I'm quite new to BLAS (using OpenBLAS with C++ and VisualStudio)

I know dgemm performs C <- alpha * op(A) * op(B) + beta * C

I was trying to save some allocation doing this: B <- 1 * op(A) * op(B) + 0 * B

In other words, putting the result in the B matrix,

BUT making beta = 0 and repeating B in the position of C, results in a zero answer.

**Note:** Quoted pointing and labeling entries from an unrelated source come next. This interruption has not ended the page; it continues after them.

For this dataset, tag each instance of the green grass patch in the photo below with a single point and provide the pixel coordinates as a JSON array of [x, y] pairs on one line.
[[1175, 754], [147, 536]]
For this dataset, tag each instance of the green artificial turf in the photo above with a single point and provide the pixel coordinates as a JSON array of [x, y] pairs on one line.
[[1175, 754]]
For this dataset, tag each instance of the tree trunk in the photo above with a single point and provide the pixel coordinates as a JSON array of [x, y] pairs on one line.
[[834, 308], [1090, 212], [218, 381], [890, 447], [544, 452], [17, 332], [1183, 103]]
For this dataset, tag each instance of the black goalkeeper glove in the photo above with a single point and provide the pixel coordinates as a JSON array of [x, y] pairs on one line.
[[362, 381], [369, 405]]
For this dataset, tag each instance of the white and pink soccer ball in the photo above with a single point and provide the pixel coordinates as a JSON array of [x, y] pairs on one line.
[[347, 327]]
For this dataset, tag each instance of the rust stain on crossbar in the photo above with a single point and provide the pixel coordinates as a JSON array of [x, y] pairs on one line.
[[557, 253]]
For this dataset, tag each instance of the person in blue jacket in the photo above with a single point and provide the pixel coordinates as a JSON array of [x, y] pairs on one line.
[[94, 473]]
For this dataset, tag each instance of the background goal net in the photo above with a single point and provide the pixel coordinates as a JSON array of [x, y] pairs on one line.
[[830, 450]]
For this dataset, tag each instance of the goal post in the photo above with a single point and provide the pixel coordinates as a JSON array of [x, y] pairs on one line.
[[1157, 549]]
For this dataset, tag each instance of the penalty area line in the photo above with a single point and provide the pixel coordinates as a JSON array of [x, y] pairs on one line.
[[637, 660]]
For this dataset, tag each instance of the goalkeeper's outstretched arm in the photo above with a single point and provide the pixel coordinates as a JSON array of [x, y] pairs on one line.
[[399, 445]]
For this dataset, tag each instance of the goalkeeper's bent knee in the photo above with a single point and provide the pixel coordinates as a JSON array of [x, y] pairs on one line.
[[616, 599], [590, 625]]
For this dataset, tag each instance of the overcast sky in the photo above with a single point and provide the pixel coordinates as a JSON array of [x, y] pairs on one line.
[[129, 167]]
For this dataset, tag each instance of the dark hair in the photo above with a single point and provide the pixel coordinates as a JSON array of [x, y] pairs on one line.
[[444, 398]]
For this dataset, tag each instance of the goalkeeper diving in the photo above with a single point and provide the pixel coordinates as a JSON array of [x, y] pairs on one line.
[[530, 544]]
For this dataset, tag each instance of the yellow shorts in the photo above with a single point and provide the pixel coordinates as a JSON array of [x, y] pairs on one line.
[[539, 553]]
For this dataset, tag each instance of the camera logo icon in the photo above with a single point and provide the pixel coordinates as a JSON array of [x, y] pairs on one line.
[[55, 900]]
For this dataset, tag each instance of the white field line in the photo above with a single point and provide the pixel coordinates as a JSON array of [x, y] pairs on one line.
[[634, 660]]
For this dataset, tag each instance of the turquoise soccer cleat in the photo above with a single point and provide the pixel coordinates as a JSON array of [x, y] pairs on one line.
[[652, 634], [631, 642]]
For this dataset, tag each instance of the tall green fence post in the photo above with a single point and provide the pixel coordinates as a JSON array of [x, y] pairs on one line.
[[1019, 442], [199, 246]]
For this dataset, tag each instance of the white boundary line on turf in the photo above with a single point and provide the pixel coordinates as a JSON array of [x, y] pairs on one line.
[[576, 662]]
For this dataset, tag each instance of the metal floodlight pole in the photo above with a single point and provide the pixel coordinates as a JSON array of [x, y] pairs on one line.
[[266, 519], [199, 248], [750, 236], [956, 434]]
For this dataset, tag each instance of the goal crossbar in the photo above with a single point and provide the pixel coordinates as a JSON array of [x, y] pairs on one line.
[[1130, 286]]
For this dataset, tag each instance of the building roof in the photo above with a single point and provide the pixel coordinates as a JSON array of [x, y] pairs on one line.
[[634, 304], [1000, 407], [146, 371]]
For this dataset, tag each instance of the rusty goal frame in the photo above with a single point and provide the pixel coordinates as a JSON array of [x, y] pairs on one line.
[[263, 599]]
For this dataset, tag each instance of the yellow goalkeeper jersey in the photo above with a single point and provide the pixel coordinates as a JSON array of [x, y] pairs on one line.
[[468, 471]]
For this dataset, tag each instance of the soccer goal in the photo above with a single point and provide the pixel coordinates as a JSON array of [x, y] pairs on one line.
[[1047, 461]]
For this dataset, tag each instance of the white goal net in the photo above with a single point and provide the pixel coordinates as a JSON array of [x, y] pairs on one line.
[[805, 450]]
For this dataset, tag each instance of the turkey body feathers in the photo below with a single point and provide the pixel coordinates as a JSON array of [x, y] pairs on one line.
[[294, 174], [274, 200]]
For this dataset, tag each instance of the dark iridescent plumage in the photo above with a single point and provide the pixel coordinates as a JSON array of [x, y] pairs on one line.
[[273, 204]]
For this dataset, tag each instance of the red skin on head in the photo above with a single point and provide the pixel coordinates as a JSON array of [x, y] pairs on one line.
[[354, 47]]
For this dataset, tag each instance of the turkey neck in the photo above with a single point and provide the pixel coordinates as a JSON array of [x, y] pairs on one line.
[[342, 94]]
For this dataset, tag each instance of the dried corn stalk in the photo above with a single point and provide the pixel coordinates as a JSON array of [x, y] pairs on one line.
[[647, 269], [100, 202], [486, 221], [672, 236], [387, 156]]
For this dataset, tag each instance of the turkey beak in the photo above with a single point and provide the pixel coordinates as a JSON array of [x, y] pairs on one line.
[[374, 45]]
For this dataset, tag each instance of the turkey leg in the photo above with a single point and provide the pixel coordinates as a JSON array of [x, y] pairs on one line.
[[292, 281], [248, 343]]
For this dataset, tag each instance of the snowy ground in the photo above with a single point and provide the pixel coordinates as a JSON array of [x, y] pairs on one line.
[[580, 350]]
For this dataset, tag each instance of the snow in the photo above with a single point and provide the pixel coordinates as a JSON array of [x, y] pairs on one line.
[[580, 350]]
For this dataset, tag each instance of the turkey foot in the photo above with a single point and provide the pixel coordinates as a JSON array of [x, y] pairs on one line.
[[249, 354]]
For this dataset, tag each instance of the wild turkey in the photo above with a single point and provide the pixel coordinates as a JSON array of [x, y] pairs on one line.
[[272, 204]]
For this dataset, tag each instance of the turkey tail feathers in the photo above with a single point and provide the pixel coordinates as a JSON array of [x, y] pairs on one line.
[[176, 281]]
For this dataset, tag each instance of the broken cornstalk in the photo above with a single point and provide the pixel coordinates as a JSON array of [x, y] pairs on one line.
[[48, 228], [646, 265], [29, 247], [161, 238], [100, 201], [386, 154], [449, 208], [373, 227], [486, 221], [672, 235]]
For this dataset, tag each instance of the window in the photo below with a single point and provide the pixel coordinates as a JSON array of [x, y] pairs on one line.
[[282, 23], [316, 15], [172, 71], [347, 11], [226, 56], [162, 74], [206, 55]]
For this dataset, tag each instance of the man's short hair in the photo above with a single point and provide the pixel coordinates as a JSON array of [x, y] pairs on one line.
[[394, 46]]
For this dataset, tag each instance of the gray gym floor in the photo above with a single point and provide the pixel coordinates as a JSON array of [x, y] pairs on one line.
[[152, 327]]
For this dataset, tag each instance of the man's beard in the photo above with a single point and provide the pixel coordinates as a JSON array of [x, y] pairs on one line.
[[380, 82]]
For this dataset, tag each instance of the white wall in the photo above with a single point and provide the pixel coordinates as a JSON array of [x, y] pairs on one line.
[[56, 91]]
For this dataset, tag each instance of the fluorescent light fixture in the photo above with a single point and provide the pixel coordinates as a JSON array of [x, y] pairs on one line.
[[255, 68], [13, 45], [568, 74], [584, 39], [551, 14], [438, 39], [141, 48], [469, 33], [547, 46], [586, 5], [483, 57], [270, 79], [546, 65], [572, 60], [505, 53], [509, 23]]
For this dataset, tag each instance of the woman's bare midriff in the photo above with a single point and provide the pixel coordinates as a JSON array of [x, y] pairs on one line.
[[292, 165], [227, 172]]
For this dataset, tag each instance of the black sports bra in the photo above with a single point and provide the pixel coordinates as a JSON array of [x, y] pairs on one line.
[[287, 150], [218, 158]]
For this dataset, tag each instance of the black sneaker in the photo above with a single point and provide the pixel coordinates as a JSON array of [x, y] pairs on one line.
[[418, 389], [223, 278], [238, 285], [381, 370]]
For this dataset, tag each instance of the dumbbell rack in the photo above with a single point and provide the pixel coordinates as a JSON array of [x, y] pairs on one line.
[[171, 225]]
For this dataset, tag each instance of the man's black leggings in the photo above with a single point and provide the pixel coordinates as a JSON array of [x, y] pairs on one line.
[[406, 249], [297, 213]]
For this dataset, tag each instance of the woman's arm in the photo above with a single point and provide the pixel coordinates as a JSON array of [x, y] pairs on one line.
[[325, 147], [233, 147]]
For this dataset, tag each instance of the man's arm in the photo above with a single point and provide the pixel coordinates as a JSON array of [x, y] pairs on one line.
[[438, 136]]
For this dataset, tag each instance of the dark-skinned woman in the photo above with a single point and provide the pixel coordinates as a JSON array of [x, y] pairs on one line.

Is there a way to make it right?

The code that I'm using:

double* A = new double [3*3]; //3 rows x 3 columns

A[0] = 8;
A[1] = 3;
A[2] = 4;
A[3] = 1;
A[4] = 5;
A[5] = 9;
A[6] = 6;
A[7] = 7;
A[8] = 2;

double* v = new double[3]; //3 rows x 1 column

v[0] = 3;
v[1] = 5;
v[2] = 2;

double* foo = new double[3]; //3 rows x 1 column

cblas_dgemm(CblasColMajor, CblasNoTrans, CblasNoTrans,
    3, 1, 3,
    1,
    A, 3,
    v, 3,
    0,
    foo, 3); // makes foo = [41 ; 48 ; 61], **right**

cblas_dgemm(CblasColMajor, CblasTrans, CblasTrans,
    3, 1, 3,
    1,
    A, 3,
    v, 3,
    0,
    v, 3); // makes v = [0 ; 0 ; 0], **wrong**

Solution

BLAS dgemm function documentation states that only the C matrix parameter is for both input and output, being overwritten by the operation result. As B is defined just for input, BLAS implementations can assume that it shouldn't be modified.

Setting B and C to the same data pointer could be triggering some error verification on the implementation you're using, returning the zeroed result to indicate that.